Tech Death Thursday: Dysylumn
Walk with me in darkness. This is Tech Death Thursday.
Firstly, the ñews:
- Serocs’s third full-length, And When The Sky Was Opened, has been announced for a November 27th release date. Check out “Itami” for a taste of what’s to come.
- Artificial Brain have been added to the second part of the Indiemerch 10th Anniversary Tour, alongside The Black Dahlia Murder, Goatwhore, Iron Reagan, and Entheos. The full list of dates for both legs of the tour can be found here.
- Avant-garde weirdos Spires of the Lunar Sphere have an album coming September 25th. Check out “4 Bears” and “BERZERKER CLOUD” at their Bandcamp. Brace for chiptunes and squealing guitars.
- Zillah have announced their third album, Serpentine Halo, will be out on October 2nd. Stream “Made Flesh and Bone” over at NCS. If you’ve been interested in skronk but are turned off by the general lack of melody, then this one might be for you.
- If you wish Ovid’s Withering were a little more proggy and a little less child molestery, check out Foreboding Ether’s new track, “Education and Catastrophe.” Dunamis will be available, uh, eventually I guess.
- Asterion, who like ancient Greece almost as much as Kronos, have a new album out via Bandcamp.
- I somehow missed that Sceptic’s full 2015 demo went up last month. Check it out here while I flagellate myself in
- Newcomers Fractal Generator have a new song streaming over at NCS. “Face of the Apocalypse” leans more towards the brutal death side of things than tech, but more in a Kronos kind of way than a Visceral Disgorge sort of way. If that sort of thing floats your boat, butters your biscuit, and/or tickles your pickle, then look for Apotheosynthesis on October 2nd. (h/t Jack Bauer)
Don’t let that cover art throw you off; though it’s full of shit flying through space, it’s not purple shit flying through space. Dysylumn got their start as a tribute to a fallen loved one, and their austere origin shows in their music. Their subdued brand of progressive death metal carries a lot of weight, echoing the quieter moments of Gorguts and Anata (“Children’s Laughter” comes to mind) without exactly mirroring them. The overall mood of the album is somewhere between melancholic black metal and doom, but juxtaposed in a tech death setting to surprising effect.
Subtlety is the name of the game on Conceptarium. While most tech death bands create tension by hurling a dizzying array of notes at the listener, Dysylumn do it purely through composition. While there’s almost always motion on one guitar, the other is playing chords or melodies that create a touch of dissonance, just enough to cause some discomfort. For the most part, the riffs on Conceptarium are actually pretty slow, only ever reaching sustained speed on “Cauchemar” and “Réveil.” The drums are the primary driving force here, blasting their frantic desperation under the calm exterior of the guitars.

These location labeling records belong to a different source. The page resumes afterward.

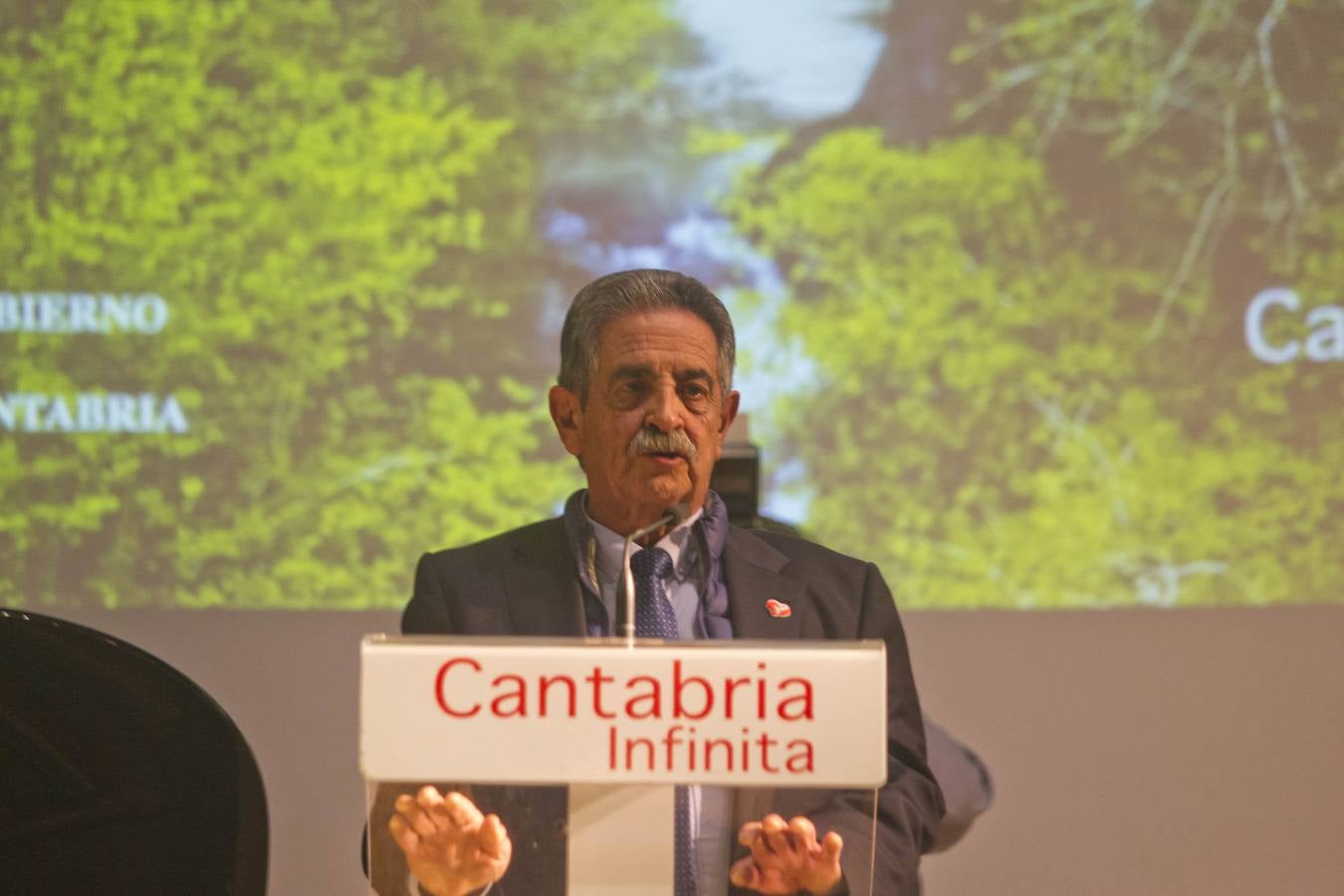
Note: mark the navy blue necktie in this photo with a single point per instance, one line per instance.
(653, 618)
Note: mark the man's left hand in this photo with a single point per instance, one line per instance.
(786, 857)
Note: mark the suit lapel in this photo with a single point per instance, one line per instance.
(542, 587)
(753, 572)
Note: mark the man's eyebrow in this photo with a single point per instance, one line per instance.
(692, 373)
(632, 371)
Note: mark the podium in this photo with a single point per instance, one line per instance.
(578, 745)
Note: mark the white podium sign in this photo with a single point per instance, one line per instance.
(602, 712)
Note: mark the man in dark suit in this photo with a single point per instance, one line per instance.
(644, 402)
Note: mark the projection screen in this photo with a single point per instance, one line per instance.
(1037, 301)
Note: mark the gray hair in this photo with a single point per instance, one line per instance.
(622, 293)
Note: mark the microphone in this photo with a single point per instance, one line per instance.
(672, 518)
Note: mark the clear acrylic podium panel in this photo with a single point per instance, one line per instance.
(540, 822)
(578, 745)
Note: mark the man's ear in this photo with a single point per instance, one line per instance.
(567, 415)
(726, 416)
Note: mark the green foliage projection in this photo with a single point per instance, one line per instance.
(327, 195)
(1033, 388)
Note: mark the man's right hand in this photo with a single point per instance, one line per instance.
(449, 846)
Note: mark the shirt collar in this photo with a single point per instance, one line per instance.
(610, 547)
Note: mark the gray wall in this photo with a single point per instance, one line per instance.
(1133, 751)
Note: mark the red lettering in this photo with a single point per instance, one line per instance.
(729, 687)
(709, 751)
(669, 742)
(597, 679)
(679, 687)
(803, 710)
(438, 688)
(518, 697)
(630, 743)
(545, 685)
(767, 742)
(653, 697)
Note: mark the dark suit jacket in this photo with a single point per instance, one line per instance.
(526, 583)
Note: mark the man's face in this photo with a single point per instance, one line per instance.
(655, 418)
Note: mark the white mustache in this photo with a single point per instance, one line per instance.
(653, 441)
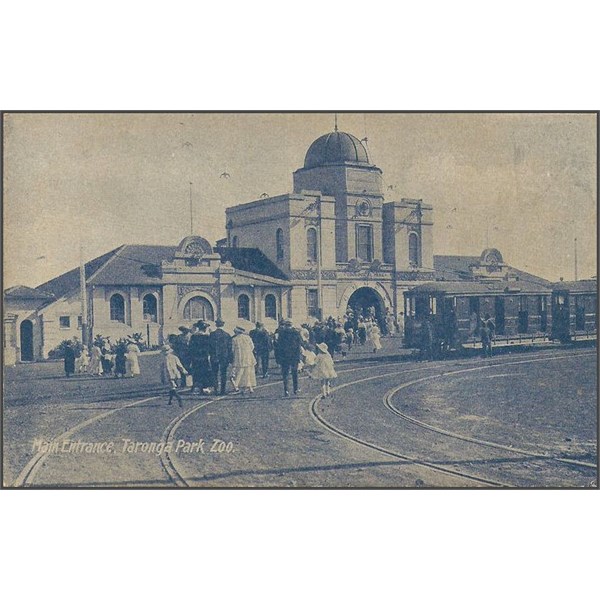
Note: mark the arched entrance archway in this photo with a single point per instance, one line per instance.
(26, 330)
(364, 302)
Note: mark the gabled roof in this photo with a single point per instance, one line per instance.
(68, 282)
(22, 292)
(134, 265)
(140, 265)
(252, 260)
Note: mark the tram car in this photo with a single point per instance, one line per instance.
(520, 312)
(575, 310)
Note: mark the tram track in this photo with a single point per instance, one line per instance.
(387, 451)
(173, 471)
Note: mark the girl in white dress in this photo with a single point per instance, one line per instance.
(324, 369)
(95, 366)
(132, 364)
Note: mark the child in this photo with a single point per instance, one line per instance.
(308, 358)
(324, 369)
(172, 369)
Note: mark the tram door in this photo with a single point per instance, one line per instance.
(500, 319)
(26, 331)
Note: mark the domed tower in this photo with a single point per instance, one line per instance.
(337, 164)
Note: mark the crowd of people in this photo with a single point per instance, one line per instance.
(206, 361)
(104, 359)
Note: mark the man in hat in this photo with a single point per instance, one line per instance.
(244, 376)
(221, 354)
(200, 358)
(288, 354)
(262, 347)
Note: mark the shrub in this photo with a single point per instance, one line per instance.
(59, 351)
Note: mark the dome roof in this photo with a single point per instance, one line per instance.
(335, 148)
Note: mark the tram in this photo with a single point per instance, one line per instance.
(575, 310)
(519, 310)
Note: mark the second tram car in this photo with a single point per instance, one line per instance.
(575, 310)
(520, 311)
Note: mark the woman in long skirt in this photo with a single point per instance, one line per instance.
(244, 375)
(374, 335)
(133, 352)
(199, 350)
(95, 366)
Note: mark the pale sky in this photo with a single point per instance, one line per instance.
(525, 181)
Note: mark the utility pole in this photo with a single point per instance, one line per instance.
(575, 256)
(319, 280)
(83, 292)
(191, 212)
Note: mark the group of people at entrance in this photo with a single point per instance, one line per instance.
(120, 360)
(206, 361)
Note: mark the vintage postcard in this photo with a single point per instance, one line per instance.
(299, 300)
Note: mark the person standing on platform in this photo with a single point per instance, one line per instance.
(171, 372)
(200, 358)
(324, 369)
(244, 375)
(262, 347)
(221, 355)
(95, 366)
(288, 355)
(69, 358)
(120, 359)
(132, 357)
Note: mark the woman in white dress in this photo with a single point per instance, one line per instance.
(95, 366)
(132, 365)
(374, 335)
(244, 375)
(324, 369)
(83, 362)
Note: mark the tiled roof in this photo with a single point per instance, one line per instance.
(140, 265)
(252, 260)
(134, 265)
(68, 282)
(22, 292)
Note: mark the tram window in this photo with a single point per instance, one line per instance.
(433, 305)
(474, 306)
(543, 312)
(579, 314)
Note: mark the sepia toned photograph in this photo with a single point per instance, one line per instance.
(310, 300)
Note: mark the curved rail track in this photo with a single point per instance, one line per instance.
(173, 470)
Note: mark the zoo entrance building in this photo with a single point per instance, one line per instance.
(334, 243)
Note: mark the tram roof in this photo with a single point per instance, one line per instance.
(581, 286)
(479, 288)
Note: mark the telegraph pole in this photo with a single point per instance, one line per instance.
(191, 212)
(575, 257)
(83, 291)
(319, 280)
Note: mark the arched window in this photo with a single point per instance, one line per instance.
(198, 308)
(311, 244)
(244, 307)
(270, 307)
(117, 308)
(414, 258)
(150, 308)
(279, 243)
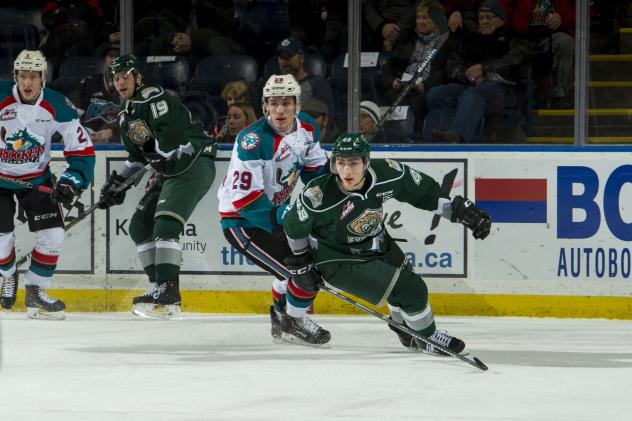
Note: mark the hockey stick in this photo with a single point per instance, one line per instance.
(475, 362)
(122, 187)
(409, 85)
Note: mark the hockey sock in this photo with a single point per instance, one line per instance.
(168, 249)
(298, 300)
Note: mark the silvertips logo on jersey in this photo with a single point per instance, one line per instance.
(250, 141)
(20, 147)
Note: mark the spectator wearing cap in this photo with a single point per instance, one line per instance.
(98, 102)
(318, 111)
(462, 15)
(408, 55)
(291, 59)
(484, 71)
(550, 26)
(370, 115)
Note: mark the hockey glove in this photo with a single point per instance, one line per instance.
(64, 192)
(109, 195)
(476, 219)
(304, 272)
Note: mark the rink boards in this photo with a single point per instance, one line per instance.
(559, 245)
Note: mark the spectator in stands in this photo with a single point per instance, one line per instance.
(550, 25)
(73, 28)
(370, 115)
(240, 115)
(409, 54)
(213, 33)
(234, 92)
(485, 70)
(462, 15)
(318, 111)
(98, 103)
(389, 20)
(291, 56)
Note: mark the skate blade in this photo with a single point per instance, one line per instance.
(170, 312)
(41, 314)
(286, 338)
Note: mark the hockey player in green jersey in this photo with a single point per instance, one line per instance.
(336, 232)
(157, 129)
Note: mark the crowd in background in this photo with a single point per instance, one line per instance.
(502, 58)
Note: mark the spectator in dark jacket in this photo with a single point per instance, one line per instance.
(98, 103)
(291, 56)
(550, 25)
(408, 55)
(484, 71)
(462, 15)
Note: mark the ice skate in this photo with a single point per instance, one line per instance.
(41, 306)
(163, 302)
(303, 331)
(442, 338)
(276, 331)
(9, 290)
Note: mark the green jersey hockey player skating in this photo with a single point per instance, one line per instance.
(157, 129)
(336, 232)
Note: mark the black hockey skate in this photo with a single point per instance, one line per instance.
(9, 290)
(439, 336)
(303, 331)
(276, 331)
(164, 302)
(41, 306)
(147, 296)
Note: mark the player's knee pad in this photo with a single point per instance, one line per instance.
(50, 241)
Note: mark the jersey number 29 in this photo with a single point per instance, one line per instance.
(242, 182)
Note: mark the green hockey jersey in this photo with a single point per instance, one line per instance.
(155, 115)
(347, 226)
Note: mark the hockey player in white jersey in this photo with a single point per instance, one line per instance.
(267, 160)
(30, 114)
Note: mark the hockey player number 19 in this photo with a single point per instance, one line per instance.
(242, 182)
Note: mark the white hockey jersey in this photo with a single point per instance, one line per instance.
(25, 137)
(264, 169)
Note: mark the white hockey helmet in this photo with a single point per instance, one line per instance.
(33, 61)
(282, 85)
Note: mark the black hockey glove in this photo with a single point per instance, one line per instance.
(64, 192)
(304, 271)
(157, 161)
(476, 219)
(109, 196)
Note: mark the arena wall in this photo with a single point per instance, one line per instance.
(560, 245)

Of course, all of this would be for naught if the production didn’t match. A super clean approach would dampen the impact significantly; thankfully, they opted not to go that route. The guitars are warm and mellow enough that the dissonant aspects don’t grate against the ears, but have enough crunch that the riffs don’t lose their edge. Though I’m not the best judge of this, but the drums don’t sound overly triggered; if nothing else, they are much less mechanical-sounding than many other tech bands. The vocals are awash in reverb, swelling into earshot but never into focus, always in a haze atop the rest of the instruments. All of these elements come together to form one of the most complete and cohesive albums in the spheres of tech death, and it’s an especially impressive debut album from the French two-piece.